How can there be a problem with empirical truth? Isn't this what is true?

Philosophers have often questioned empirical truth. Aren't the senses fallible? How can experience be the source of truth when it is so chaotic, confused, and arbitrary? How can we make a statement from a small number of observations? What about concepts such as "fragile" or "length"? Even if observables confirm an hypothesis, where does the hypothesis come from?

If we dealt with experience alone, there would be no intuitive leap to go from the particular to the general. Often, speculative knowledge comes first. For example, Galileo discovered the law of gravity as a rule of proportionality and then confirmed the law with experiment.
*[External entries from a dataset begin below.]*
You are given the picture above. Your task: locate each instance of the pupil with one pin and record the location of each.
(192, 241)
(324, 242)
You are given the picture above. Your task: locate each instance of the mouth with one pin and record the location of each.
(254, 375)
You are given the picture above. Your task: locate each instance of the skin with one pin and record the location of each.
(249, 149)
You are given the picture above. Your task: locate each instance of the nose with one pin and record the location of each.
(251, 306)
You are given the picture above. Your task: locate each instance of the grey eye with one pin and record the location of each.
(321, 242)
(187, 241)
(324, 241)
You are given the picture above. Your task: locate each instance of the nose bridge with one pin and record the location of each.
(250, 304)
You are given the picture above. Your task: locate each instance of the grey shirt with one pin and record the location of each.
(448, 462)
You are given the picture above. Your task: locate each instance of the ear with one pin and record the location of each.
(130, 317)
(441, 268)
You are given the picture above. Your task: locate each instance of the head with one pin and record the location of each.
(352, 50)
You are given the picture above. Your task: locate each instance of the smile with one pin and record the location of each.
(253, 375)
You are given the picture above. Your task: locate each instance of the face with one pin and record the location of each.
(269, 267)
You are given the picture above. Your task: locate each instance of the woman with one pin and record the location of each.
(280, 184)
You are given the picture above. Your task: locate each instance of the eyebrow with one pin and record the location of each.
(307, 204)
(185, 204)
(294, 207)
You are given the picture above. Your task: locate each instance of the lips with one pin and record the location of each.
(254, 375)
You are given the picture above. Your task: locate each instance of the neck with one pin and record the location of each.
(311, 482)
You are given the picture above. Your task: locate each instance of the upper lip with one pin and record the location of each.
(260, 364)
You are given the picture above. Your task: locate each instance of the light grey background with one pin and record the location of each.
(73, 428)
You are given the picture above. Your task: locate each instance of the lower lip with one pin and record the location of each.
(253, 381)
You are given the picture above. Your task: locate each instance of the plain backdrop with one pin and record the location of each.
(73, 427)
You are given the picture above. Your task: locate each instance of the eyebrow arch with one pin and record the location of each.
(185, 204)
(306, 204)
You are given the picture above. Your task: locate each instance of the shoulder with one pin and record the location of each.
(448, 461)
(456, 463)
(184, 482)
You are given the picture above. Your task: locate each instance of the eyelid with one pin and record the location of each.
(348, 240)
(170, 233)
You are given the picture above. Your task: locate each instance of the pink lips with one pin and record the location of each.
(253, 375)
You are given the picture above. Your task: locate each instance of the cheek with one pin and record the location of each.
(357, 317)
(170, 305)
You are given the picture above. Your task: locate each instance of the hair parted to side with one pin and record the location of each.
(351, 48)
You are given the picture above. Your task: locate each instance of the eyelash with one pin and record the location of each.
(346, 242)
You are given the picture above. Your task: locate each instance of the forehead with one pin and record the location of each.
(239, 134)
One solution is to expand the scope of what it is that is true. This is the approach of Frege in going from words to sentences, and that of Quine, in going from sentences to knowledge as a whole. Then observables and concepts have a certain freedom.

More than this, it appears that language concerns much more than reality. Sensory experience is of course an important part of language. But so is ethics, imagination, games, and ideas. (cbb 4/94 4/98)

Subtopic: empirical truth requires faith, convention, other worlds up

Quote: Copernicus believed that Venus goes around the sun even though Venus when far from the earth was nearly the same size as it was when close to the earth [»galiG_1632]
Quote: Galileo discovered the equation for acceleration in free fall by seeking a general rule of proportionality for uniform growth of distances, times, and speeds [»drakS5_1973]
Quote: all languages are anchored in other worlds rather than in sensible experience [»mitcR_1979]
Quote: the unit of empirical significance is the whole of science and not statements (Frege) or terms (Locke) [»quinWV1_1951]
Quote: we cannot abandon magic; our language assumes the existence of abstract entities; so with mankind and gravity comes Lady Luck and fate [»mitcR_1979]
Quote: the system of concepts is the creation of man. It is bound by simplicity and the most nearly possible certain, intuitive connection to the totality of sense-experience
Quote: because the geometrical behaviour of real solid bodies depends on conditions, geometric predicates and physical laws about reality are conventions. They are selected so that geometry and all of physical law are in accord with experience [»einsA_1923]
Quote: knowledge cannot spring from experience alone; the human mind must first construct forms independently before comparing them against observed fact [»einsA11_1930]
Quote: young children and tamarins expect all falling objects to fall straight down, despite evidence to the contrary [»hausMD_2000]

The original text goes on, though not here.